Methods: A total of 272 patients were studied prospectively at hospital admission. The study pharmacist performed a medication history and compared it to physicians' admission medication orders. Discrepancies between the 2 were coded as intentional but undocumented or unintentional. Unintentional discrepancies were rated for potential to cause harm by 3 physicians. Additional data collected included patients' reason for admission and presence of chronic conditions, whether physicians used a medication reconciliation form, the characteristics of patients' home medication regimen, and the time required to perform a pharmacist history and reconciliation. Interrater reliability and associations between baseline characteristics and discrepancy rates were explored.

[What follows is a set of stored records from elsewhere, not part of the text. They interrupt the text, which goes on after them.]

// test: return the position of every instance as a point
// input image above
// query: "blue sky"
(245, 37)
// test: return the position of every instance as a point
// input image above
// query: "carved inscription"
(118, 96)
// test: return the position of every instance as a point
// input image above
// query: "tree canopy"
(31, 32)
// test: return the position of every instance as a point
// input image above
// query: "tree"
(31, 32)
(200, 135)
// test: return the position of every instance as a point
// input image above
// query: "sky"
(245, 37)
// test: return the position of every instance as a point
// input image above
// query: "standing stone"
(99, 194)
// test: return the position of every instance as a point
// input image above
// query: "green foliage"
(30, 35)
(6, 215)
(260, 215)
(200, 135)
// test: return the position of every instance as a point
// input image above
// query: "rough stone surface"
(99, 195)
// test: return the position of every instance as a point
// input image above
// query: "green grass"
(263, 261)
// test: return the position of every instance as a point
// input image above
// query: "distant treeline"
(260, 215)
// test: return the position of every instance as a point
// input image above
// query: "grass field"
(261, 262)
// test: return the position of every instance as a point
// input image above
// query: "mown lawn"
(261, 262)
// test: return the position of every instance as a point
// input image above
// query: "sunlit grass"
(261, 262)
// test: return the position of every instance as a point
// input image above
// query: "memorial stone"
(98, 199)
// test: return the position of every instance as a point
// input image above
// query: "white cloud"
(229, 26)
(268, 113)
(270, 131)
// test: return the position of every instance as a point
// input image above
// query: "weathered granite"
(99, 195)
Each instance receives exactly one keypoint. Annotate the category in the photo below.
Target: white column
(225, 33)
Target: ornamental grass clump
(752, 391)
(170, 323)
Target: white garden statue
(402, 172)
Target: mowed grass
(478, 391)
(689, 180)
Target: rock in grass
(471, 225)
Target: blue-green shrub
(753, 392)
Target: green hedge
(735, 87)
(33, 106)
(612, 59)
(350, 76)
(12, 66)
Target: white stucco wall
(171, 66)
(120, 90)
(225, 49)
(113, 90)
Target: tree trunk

Results: Eighty patients (30%) had at least one undocumented intentional discrepancy (range, 0-7). At least one unintentional discrepancy (range, 0-9) was found in 59 patients (22%). Of the unintentional discrepancies, 23% had moderate and 6% had severe potential to cause discomfort or deterioration. Ratings were similar among the 3 physicians. Characteristics associated with higher risk of clinically important discrepancies were: use of the medication reconciliation form, > or =4 prescription medications, and antiepileptic drug use. Logistic regression revealed that only the variable > or =4 medications was independently associated with clinically important discrepancies.

Conclusions: Admission medication errors are common in this tertiary-care, general pediatric population, and nearly a third represent potential adverse events. The use of a medication reconciliation form by physicians without pharmacist involvement does not appear to reduce errors. A cutoff of > or =4 prescription medications is highly sensitive for identifying patients at risk of clinically important discrepancies.